PLOS Medicine: Study highlights worldwide disparities in treatment rates for major depressive disorder

Published February 15, 2022

Meta-analysis suggests need for scaling up treatment for this severe depression in some low and lower-middle income countries

A combined analysis of results from 149 earlier studies finds that treatment rates for major depressive disorder remain low worldwide, particularly for people living in low and lower-middle income countries. Alize Ferrari of the University of Queensland, Australia, Modhurima Moitra of the University of Washington, U.S., and colleagues present these findings in the open-access journal PLOS Medicine.

In recent years, national and global initiatives have made increasing efforts to address the tremendous burden posed by major depressive disorder. However, treatment rates remain low. Analyses that combine results from studies on depression treatment from different regions can help identify opportunities for improvement. However, many such analyses do not adequately account for variations in study methods that make results from different studies difficult to compare.

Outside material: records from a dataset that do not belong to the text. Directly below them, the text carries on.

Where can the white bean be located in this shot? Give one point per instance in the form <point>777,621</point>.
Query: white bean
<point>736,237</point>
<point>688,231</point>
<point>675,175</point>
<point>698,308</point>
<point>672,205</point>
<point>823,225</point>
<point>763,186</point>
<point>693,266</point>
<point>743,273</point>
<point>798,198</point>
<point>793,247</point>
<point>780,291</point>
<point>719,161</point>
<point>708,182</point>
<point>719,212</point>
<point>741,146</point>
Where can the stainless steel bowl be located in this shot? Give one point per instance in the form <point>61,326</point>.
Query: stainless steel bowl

To provide further clarity, Ferrari and colleagues conducted an updated analysis of 149 studies on treatment for major depressive disorder conducted in 84 countries between 2000 and 2021. Applying a statistical method known as Bayesian meta-regression analysis, they combined the studies to examine treatment rates around the world.

The findings of this meta-analysis suggest that treatment rates remain low worldwide, and it highlights disparities in treatment between countries with different resource levels. In particular, use of mental health services by people with major depressive disorder is estimated to be 33 percent in high-income countries and just eight percent in low and lower-middle income countries.

Rates of treatment considered to be minimally sufficient for treating major depressive disorder are lower, estimated at 23 percent for high-income countries and 3 percent in low and lower-middle income countries.

The authors note a lack of high-quality data on depression treatment for low and lower-middle income countries, mostly in Sub-Saharan Africa and South Asia; further research could attempt to address that gap and thereby improve the accuracy of the treatment rates reported in this study. Future research could also examine how to best improve treatment access in different regions.

Overall, the researchers say, their findings could help inform efforts by governments and policymakers to more effectively address depression treatment worldwide.

Ferrari adds, “Treatment coverage for major depressive disorder continues to be low globally, with many individuals failing to receive a level of care consistent with practice guideline recommendations.  This highlights the need to reconsider the availability of appropriate care and facilitators of treatment as we respond to the large burden imposed by this disorder.”